Example Workflow with spatialproteomics¶
Welcome to spatialproteomics! In this notebook, we will go through an example workflow by looking at the following steps:
Reading in a highly multiplexed image and creating a spatialproteomics object
Performing basic image processing steps to boost the signal-to-noise ratio
Performing cell segmentation using cellpose
Quantifying protein expression per cell
Predicting cell types with a simple argmax technique
Plotting the results
[1]:
%load_ext autoreload
%autoreload 2
import spatialproteomics as sp
from skimage.io import imread
import matplotlib.pyplot as plt
from scipy.signal import medfilt2d
import pandas as pd
import time
start_time = time.time()
1. Getting Started¶
Before we can get started with spatialproteomics, we first need to read in the image. This can be done with the skimage or tifffile libraries.
[2]:
# reading in the image and displaying its shape
image = imread("../../data/input.tiff")
image.shape
[2]:
(5, 500, 500)
We can see that our image has 5 channels and has a size of 500 by 500 pixels. Next, we want to create a spatialproteomics object and store the image within the object. To do this, we also need to feed in the names of the channels.
[3]:
sp_object = sp.load_image_data(image, channel_coords=["DAPI", "CD4", "CD8", "FOXP3", "BCL6"])
Instead of manually typing out all channels in the form of a list, you can also simply read it in from a file, and then provide the resulting list to spatialproteomics.
[4]:
markers = pd.read_csv("../../data/markerlist.txt", header=None)[0].tolist()
markers
[4]:
['DAPI', 'CD4', 'CD8', 'FOXP3', 'BCL6']
[5]:
# loading the markers into the object
sp_object = sp.load_image_data(image, channel_coords=markers)
sp.load_image_data()
returns an xarray object that we can simply inspect by calling in an jupyter cell. Note that the image is stored as the data variable _image
.
[6]:
sp_object
[6]:
<xarray.Dataset> Size: 3MB Dimensions: (channels: 5, y: 500, x: 500) Coordinates: * channels (channels) <U5 100B 'DAPI' 'CD4' 'CD8' 'FOXP3' 'BCL6' * y (y) int64 4kB 0 1 2 3 4 5 6 7 ... 492 493 494 495 496 497 498 499 * x (x) int64 4kB 0 1 2 3 4 5 6 7 ... 492 493 494 495 496 497 498 499 Data variables: _image (channels, y, x) uint16 2MB 10816 12359 14504 10965 ... 129 149 59
2. Image Processing¶
Highly multiplexed fluorescence imaging techniques frequently suffer from poor signal-to-noise ratio. To alleviate this problem, you can threshold out low intensity pixels, thereby boosting the contrast of the image. While there are automated methods to determine the thresholds for such operations, it is difficult to come up with one that works in all cases.
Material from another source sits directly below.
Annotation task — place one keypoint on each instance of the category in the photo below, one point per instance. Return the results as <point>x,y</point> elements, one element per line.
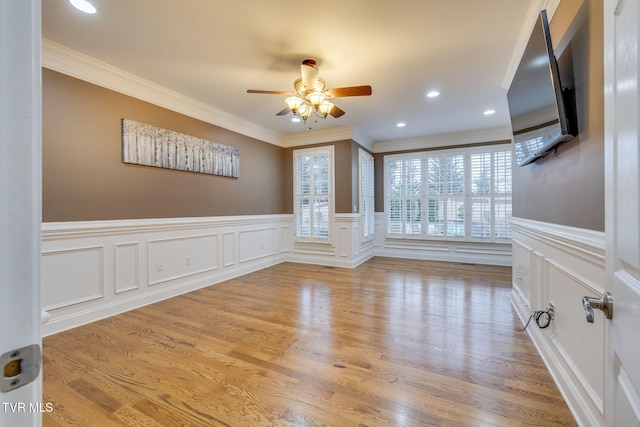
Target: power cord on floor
<point>543,319</point>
Here, we therefore set the thresholds based on manual inspection. For more details, check the notebook on Image Processing
.
Let’s start by looking at the data set in the current form.
[7]:
_ = sp_object.pl.show() # pl: the plotting module

This is a bit much to look at. First, we want to check only the DAPI channel, to get a feel for the signal-to-noise ratio.
[8]:
_ = sp_object.pp["DAPI"].pl.show() # we can use pp[channels] to subset the spatialproteomics object

This looks promising. What about the other channels?
[9]:
_ = sp_object.pp[["CD4", "CD8", "FOXP3", "BCL6"]].pl.show() # pp: the preprocessing module

Looking good, but we can make the signal a bit clearer by performing some image processing. In the following codeblock, we first threshold the channels by some percentile (so every value below that percentile gets set to 0). We then apply a 2D median filter with a kernel size of 3 to apply some smoothing.
[10]:
# the percentiles by which the channels will be thresholded
percentiles = [0.2, 0.6, 0.6, 0.6, 0.6]
# thresholding and smoothing the data
sp_object = sp_object.pp.threshold(percentiles).pp.apply(medfilt2d, kernel_size=3)
Let’s plot the new object.
[11]:
fig, ax = plt.subplots(1, 2, figsize=(10, 5))
_ = sp_object.pp["DAPI"].pl.show(ax=ax[0])
_ = sp_object.pp[["CD4", "CD8", "FOXP3", "BCL6"]].pl.show(ax=ax[1])

3. Cell Segmentation¶
Great, this is our preprocessing done. Next, we can perform cell segmentation. Since we only have a universal nuclear marker at hand (and no universal membrane marker), we will segment the nuclei and then simply extend the segmentation masks by two pixels in every direction. We are going to use cellpose for this purpose, which is implemented in the tool (tl) module. Note that this requires you to install cellpose first, for example by running pip install cellpose
in your terminal.
[12]:
sp_object = sp_object.tl.cellpose(channel="DAPI")
Welcome to CellposeSAM, cellpose v
cellpose version: 4.0.4
platform: linux
python version: 3.10.0
torch version: 2.7.0+cu126! The neural network component of
CPSAM is much larger than in previous versions and CPU excution is slow.
We encourage users to use GPU/MPS if available.
** TORCH CUDA version installed and working. **
>>>> using GPU (CUDA)
>>>> loading model /home/meyerben/.cellpose/models/cpsam
Looking at the object, you will realize that a new layer called _segmentation
has appeared. This layer can be used for downstream analysis and visualization.
[13]:
sp_object
[13]:
<xarray.Dataset> Size: 3MB Dimensions: (channels: 5, y: 500, x: 500, cells: 2267, features: 2) Coordinates: * channels (channels) <U5 100B 'DAPI' 'CD4' 'CD8' 'FOXP3' 'BCL6' * y (y) int64 4kB 0 1 2 3 4 5 6 7 ... 493 494 495 496 497 498 499 * x (x) int64 4kB 0 1 2 3 4 5 6 7 ... 493 494 495 496 497 498 499 * cells (cells) int64 18kB 1 2 3 4 5 6 ... 2263 2264 2265 2266 2267 * features (features) <U10 80B 'centroid-0' 'centroid-1' Data variables: _image (channels, y, x) uint16 2MB 0 9602 9690 5351 4892 ... 0 0 0 0 _segmentation (y, x) uint16 500kB 0 1 1 1 1 1 0 2 2 2 ... 0 0 0 0 0 0 0 0 0 _obs (cells, features) float64 36kB 2.743 2.771 ... 497.9 149.0
We can plot this segmentation over the DAPI channel to see what exactly cellpose did. We can zoom in a little bit to get a clearer picture.
[14]:
_ = sp_object.pp["DAPI"].pp[100:200, 100:200].pl.show(render_segmentation=True)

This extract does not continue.